Troubled architect Will Alsop was hit by another blow this week when a second key director quit to set up his own practice.
A second director has quit Alsop Architects a week after the practice was forced to go into receivership, selling 40% of the practice to London venture capitalist R Capital. R Capital provided an unspecified cash injection to keep the firm running.
Christophe Egret departed to set up his own firm immediately after the news was announced. Now David West, the head of masterplanning and urban design at Alsop & Partners, has left to do the same.
Although West did not sit on the board, he was one of Alsop’s more recognisable faces.
His work included some of Alsop’s more attention-grabbing schemes, such as a plan to turn the Yorkshire town of Barnsley into a “Tuscan hill fort” and the plan to create a huge urban lake in the centre of Bradford.
When West left he was working on Alsop’s big masterplan for Middlehaven in the Tees Valley and on a submission for a competition to regenerate the centre of Salford in Manchester. The responsibility for Alsop’s big masterplanning projects has been handed to project architect Rupert Goddard.
West, who had been at the firm for four years, said he had been planning to set up on his own for a year but had been prompted to make a clean break by the restructuring.
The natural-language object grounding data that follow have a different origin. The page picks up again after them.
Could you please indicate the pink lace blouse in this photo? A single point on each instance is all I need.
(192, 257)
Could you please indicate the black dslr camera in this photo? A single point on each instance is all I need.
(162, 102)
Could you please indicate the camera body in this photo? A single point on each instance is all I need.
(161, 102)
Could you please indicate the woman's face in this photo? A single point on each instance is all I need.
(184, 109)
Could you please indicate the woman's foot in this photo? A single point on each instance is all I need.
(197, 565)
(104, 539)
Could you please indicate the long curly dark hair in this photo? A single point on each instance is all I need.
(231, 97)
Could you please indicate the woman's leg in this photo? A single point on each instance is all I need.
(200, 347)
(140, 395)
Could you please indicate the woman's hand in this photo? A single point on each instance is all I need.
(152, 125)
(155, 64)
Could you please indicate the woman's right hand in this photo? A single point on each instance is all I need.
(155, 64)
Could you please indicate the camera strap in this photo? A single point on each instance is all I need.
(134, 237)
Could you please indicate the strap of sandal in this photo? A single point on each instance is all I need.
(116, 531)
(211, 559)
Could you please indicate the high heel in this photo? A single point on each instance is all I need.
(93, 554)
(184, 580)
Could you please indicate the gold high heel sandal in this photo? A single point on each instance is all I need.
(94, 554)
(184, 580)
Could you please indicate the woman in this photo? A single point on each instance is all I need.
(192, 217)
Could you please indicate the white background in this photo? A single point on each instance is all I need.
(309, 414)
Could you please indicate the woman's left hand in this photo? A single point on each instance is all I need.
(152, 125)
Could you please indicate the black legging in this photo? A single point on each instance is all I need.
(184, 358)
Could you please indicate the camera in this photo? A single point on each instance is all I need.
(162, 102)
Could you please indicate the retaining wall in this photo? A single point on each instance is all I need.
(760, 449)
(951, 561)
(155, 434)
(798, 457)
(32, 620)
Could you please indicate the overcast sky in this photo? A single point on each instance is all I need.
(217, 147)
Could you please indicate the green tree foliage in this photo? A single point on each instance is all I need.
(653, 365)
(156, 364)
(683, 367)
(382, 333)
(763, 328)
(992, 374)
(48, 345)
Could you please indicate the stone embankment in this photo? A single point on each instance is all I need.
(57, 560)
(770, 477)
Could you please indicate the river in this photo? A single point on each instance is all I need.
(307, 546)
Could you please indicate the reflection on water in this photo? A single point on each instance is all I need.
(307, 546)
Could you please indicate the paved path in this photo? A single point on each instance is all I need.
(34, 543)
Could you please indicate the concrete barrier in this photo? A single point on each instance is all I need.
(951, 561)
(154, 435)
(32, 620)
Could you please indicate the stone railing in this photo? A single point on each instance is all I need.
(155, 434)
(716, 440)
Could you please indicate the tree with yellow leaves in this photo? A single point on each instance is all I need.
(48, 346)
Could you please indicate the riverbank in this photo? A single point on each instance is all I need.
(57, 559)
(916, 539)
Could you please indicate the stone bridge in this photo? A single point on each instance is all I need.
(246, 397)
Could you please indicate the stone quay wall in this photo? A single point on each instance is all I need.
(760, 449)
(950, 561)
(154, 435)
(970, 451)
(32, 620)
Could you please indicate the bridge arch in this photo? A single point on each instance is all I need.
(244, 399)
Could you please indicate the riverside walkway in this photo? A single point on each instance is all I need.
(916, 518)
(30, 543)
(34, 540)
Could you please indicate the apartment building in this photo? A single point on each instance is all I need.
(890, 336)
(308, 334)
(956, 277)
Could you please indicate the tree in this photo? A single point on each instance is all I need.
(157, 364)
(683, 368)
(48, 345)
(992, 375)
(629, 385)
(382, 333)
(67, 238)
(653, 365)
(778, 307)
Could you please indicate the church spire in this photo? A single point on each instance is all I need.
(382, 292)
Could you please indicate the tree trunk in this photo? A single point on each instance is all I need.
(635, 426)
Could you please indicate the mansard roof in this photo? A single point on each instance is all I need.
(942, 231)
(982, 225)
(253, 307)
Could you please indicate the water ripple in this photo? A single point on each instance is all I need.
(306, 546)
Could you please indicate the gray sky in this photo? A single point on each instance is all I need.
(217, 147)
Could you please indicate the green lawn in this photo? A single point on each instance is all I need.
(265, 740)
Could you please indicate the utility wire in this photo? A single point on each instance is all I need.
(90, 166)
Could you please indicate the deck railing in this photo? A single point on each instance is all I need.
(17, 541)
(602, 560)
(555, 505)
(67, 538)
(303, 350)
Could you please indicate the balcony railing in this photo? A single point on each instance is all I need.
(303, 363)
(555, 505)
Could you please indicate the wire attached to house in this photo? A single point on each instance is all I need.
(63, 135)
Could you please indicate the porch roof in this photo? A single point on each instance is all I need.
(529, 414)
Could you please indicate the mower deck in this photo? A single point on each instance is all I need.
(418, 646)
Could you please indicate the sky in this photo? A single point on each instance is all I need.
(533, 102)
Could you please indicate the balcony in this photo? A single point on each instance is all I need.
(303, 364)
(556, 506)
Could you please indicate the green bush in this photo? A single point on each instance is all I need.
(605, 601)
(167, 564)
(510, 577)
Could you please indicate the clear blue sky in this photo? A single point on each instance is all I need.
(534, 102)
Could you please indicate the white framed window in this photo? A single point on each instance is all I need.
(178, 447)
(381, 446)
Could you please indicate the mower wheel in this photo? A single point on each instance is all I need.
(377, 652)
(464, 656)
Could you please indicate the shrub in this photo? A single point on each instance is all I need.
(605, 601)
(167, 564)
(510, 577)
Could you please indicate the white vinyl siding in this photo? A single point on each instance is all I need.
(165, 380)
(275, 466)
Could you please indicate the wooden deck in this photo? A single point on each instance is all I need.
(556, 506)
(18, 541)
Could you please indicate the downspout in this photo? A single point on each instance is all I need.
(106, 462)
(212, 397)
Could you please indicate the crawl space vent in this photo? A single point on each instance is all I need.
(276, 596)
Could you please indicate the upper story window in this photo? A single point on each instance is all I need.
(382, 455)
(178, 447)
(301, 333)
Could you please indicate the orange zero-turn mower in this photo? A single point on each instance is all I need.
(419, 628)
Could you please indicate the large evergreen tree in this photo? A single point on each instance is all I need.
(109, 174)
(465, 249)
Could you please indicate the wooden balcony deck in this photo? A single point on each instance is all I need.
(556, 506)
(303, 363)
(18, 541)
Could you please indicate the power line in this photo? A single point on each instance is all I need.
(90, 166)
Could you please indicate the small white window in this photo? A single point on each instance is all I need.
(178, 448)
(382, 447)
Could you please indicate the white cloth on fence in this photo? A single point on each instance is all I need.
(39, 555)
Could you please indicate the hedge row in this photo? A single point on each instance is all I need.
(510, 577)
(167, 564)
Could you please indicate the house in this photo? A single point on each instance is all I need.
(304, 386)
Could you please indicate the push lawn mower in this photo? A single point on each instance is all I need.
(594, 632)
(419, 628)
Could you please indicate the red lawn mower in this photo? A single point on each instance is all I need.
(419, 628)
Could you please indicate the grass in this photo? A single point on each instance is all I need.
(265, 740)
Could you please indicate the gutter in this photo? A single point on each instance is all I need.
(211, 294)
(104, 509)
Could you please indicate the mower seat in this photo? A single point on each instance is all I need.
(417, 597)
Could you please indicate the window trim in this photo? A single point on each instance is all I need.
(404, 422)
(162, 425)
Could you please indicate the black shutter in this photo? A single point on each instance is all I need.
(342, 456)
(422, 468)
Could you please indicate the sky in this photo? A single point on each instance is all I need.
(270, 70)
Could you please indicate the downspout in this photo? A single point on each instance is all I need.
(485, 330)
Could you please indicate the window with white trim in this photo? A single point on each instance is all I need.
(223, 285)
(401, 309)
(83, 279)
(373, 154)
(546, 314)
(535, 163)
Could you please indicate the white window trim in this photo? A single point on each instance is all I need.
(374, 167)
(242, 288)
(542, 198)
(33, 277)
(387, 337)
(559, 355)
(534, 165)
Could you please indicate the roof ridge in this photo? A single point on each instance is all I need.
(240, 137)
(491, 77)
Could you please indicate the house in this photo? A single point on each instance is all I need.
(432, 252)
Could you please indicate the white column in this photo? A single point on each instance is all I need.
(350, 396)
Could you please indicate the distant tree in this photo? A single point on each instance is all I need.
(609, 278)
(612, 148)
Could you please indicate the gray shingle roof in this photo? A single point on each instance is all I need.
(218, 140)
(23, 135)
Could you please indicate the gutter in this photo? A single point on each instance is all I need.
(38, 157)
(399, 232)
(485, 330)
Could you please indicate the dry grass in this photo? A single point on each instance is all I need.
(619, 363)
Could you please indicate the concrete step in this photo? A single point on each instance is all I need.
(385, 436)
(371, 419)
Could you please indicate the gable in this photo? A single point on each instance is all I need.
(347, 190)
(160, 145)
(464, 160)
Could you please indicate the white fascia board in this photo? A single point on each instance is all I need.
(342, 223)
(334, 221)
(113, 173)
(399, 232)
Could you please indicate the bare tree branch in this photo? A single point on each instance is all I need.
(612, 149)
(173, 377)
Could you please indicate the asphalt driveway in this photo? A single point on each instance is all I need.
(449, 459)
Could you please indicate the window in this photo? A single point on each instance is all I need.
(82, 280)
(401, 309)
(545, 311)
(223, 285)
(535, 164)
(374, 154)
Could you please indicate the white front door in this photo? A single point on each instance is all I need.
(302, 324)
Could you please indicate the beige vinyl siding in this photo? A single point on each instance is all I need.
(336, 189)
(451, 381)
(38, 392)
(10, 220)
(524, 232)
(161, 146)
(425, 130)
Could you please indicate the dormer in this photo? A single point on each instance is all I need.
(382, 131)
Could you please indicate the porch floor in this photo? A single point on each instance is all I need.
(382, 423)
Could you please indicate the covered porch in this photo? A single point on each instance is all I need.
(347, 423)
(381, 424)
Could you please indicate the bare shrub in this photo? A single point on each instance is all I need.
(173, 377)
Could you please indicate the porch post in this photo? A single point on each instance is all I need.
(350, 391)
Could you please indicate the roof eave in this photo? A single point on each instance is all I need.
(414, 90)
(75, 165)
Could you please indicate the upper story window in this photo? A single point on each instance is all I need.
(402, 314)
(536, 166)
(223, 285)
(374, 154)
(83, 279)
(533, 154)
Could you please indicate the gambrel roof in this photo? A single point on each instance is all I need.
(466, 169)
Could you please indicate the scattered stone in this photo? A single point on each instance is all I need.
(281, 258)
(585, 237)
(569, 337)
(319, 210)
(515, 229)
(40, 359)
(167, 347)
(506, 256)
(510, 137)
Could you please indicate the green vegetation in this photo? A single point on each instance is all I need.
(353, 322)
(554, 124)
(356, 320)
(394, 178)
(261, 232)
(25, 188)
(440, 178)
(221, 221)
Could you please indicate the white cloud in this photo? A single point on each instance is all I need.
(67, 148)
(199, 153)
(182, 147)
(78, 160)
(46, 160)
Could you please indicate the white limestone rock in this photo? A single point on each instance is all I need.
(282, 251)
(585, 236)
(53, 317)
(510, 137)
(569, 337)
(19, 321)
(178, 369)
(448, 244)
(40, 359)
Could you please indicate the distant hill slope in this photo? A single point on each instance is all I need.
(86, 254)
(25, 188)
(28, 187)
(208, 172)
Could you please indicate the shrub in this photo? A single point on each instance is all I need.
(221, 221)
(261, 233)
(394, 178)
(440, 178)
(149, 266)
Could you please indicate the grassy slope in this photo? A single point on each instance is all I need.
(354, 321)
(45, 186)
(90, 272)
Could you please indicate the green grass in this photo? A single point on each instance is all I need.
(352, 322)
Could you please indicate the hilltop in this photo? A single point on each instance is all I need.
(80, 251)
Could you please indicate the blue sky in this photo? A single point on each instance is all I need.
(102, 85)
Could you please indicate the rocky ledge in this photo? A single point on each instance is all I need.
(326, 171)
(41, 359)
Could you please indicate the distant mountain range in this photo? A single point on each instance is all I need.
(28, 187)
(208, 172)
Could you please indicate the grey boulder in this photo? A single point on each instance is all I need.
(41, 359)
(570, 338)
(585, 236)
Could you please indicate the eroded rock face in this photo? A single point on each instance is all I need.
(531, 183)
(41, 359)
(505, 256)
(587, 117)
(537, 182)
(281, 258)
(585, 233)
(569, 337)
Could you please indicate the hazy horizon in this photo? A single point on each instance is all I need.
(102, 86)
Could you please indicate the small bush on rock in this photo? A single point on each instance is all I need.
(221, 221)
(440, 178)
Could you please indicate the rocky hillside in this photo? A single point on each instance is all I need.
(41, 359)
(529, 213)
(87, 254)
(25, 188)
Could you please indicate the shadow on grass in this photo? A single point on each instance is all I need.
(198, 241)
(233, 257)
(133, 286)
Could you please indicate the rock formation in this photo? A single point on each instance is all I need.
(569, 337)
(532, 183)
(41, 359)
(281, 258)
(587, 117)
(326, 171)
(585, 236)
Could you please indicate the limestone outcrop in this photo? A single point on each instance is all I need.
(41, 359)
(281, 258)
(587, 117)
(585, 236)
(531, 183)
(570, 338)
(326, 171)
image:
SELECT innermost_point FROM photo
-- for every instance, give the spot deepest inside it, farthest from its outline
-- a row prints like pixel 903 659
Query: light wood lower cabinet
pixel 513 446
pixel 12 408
He said: “I turned 30 two months ago and it was a defining moment when I decided what I wanted to do. I’ve been at Alsop’s for four years and I had to decide whether I was 100% in or out.”
West aims to set up a firm with a fellow architect and to work on architecture and urban design schemes.
Alsop Architects hit a high point of 120 staff last year but was forced to make redundancies because of setbacks such as the cancellation of the Fourth Grace in Liverpool.
It shed 25 jobs during the summer. Managing director James Allen also left the firm.
Under the revised structure, Alsop Design Limited, a new company, will trade as Alsop & Partners. Alsop, R Capital and two current directors, Stephen Pimbley and Colin Gilmore-Merchant, will be in control.
Alsop & Partners said there would be no further redundancies, and that all staff would be retained under the same conditions as they had before. The practice now has 60 staff.
In a statement the firm said it would be concentrating more on North American markets and the Far East. A spokesperson for Alsop added that Alsop & Partners had been awarded new work in Toronto and Montreal, and that Will Alsop had been on a tour there in recent weeks to look for work.